You are viewing a plain text version of this content. The canonical link for it is here.
Posted to user@nutch.apache.org by bob knob <an...@yahoo.com> on 2006/04/11 17:57:21 UTC
Enabling different file types
Hi, it's me again,
If I'm going to use Nutch, I need xls, ppt, & doc file
types to be searchable if at all possible. The wiki
says most file types are disabled by default, but they
can be turned on by changing conf/nutch-site.xml.
Unfortunately there is no documentation that I can
find for this file... any ideas how to do it, or
sample xml that somebody could send over?
Thanks,
Bob
__________________________________________________
Do You Yahoo!?
Tired of spam? Yahoo! Mail has the best spam protection around
http://mail.yahoo.com
Re: Enabling different file types
Posted by Rajesh Munavalli <fi...@gmail.com>.

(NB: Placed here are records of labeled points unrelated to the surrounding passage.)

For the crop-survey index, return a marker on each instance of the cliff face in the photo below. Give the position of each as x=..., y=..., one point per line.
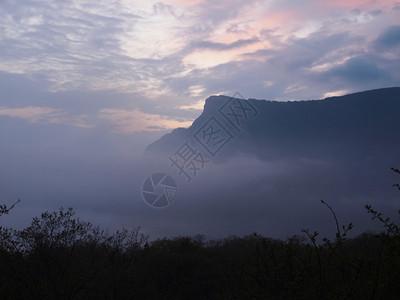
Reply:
x=360, y=124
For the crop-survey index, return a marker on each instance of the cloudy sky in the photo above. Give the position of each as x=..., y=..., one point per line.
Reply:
x=89, y=81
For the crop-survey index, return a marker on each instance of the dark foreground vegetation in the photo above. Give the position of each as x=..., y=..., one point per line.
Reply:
x=61, y=257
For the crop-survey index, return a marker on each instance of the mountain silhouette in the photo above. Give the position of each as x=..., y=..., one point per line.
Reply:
x=363, y=125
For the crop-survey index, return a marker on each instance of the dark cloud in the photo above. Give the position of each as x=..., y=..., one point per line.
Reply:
x=222, y=46
x=358, y=69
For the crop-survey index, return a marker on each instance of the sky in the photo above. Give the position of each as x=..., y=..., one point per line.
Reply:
x=87, y=85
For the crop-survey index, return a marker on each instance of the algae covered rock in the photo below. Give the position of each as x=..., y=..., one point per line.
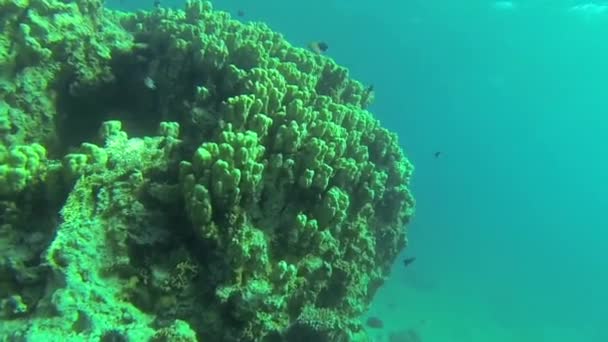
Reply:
x=213, y=181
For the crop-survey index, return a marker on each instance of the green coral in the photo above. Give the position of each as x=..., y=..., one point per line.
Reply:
x=254, y=198
x=20, y=167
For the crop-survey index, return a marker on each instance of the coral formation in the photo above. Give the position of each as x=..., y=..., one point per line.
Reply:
x=214, y=183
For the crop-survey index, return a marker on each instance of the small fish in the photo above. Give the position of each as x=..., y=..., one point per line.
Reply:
x=149, y=83
x=318, y=47
x=408, y=261
x=375, y=322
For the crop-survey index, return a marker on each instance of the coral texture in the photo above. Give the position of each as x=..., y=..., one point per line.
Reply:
x=214, y=183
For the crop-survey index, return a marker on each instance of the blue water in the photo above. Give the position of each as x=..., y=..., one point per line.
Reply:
x=510, y=230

Follow these steps for nutch-0.7.2:
(1) Modify the nutch-default.xml for the following property
For ex: if you want to include "doc" file type, replace the <value> node to
"parse-(text|html|doc)" as shown below.
<property>
<name>plugin.includes</name>
<value>nutch-extensionpoints|protocol-http|urlfilter-regex|parse-(text|html|doc)|index-basic|query-(basic|site|url)</value>
<description>Regular expression naming plugin directory names to
include. Any plugin not matching this expression is excluded.
In any case you need at least include the nutch-extensionpoints plugin. By
default Nutch includes crawling just HTML and plain text via HTTP,
and basic indexing and search plugins.
</description>
</property>
(2) The next step is to develop the appropriate plugin for the particular
file. The parse needs to implement the interface "Parser" (
org.apache.nutch.parse )in nutch.
More details can be found in the following link
http://wiki.apache.org/nutch/WritingPluginExample
(3) Modify the plugin.xml. The link above describes everything in detail.
Here is an example plugin.xml I wrote for XHTML parser. Observe the
"contentType" which matches the file type you are trying to parse.
<?xml version="1.0" encoding="UTF-8"?>
<plugin id="parse-xhtml" name="Xhtml Parse Plug-in" version="1.0.0"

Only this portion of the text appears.